O assassinato da universitária Allison Juliana Altamirano Poveda chocou o Equador após a jovem ser vítima de uma violência brutal nas mãos de quatro supostos amigos. O pai da vítima, Thomas Altamirano, expressou sua angústia diante da crueldade do crime que interrompeu a vida promissora de sua filha, de quem ele ainda se refere como “uma menina boa“.
Thomas, recorda que a filha havia falado com ele e com a mãe pela última vez antes de anunciar que iria para a casa de um amigo, onde participaria de um churrasco. A partir desse momento, não houve mais contato. O pai da vítima, que a sustentava em um apartamento no cantão Cevallos, província de Tungurahua, onde ela estudava.

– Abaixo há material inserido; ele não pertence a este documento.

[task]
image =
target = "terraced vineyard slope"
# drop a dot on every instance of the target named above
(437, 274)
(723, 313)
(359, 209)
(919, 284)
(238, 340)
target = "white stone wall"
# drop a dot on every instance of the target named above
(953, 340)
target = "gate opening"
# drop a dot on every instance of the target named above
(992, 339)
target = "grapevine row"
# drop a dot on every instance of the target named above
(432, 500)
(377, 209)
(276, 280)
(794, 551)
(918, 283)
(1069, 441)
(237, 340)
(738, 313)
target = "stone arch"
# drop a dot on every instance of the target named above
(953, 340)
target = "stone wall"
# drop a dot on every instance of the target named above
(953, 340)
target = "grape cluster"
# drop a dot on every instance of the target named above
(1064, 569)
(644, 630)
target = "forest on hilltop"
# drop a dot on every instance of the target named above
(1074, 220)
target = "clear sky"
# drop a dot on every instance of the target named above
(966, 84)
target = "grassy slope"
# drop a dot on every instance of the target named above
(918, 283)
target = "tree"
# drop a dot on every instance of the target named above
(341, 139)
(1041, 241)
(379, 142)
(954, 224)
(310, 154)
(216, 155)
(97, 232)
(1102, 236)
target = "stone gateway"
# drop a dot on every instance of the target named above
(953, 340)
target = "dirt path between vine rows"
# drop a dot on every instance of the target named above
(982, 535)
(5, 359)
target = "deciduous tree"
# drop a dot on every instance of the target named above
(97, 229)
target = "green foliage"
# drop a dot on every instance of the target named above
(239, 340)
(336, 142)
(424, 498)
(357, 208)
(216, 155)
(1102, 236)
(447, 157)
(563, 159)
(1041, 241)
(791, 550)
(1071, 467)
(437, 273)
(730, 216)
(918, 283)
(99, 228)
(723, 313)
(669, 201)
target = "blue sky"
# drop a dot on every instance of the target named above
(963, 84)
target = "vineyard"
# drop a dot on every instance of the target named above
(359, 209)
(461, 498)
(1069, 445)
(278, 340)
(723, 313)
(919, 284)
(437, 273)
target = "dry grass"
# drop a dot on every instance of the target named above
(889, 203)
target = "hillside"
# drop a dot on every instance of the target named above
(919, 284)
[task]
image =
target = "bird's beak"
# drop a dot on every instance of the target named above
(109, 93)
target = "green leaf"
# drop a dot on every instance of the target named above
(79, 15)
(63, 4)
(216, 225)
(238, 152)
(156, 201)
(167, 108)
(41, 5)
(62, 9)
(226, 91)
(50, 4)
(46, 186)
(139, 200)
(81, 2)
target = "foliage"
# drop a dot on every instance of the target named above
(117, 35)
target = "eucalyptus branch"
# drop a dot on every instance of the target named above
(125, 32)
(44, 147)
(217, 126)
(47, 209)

“Minha filha nunca se meteu em confusão com ninguém, nós a trouxemos para cá apenas para que ela pudesse estudar e se tornar alguém na vida, não para que fizessem isso conosco”, disse o pai da vítima em entrevista para a imprensa local.
Após a execução do crime, que levantou inúmeras dúvidas e perguntas para a família que busca respostas. A extrema violência chegou a ser descrita por Thomas Altamirano:
“Cortaram o pescoço, depois os membros e puderam pegar as chaves de um carro para a levar“, disse ele.
Assista o velório de Allison:
Após a audiência de flagrante, a Justiça determinou prisão preventiva dos quatro suspeitos por 30 dias, e iniciou o processo de investigação pelo crime de feminicídio. Segundo o Código Orgânico Integral Penal, a pena prevista varia de 22 a 26 anos, podendo chegar a 34 anos e oito meses em caso de agravantes.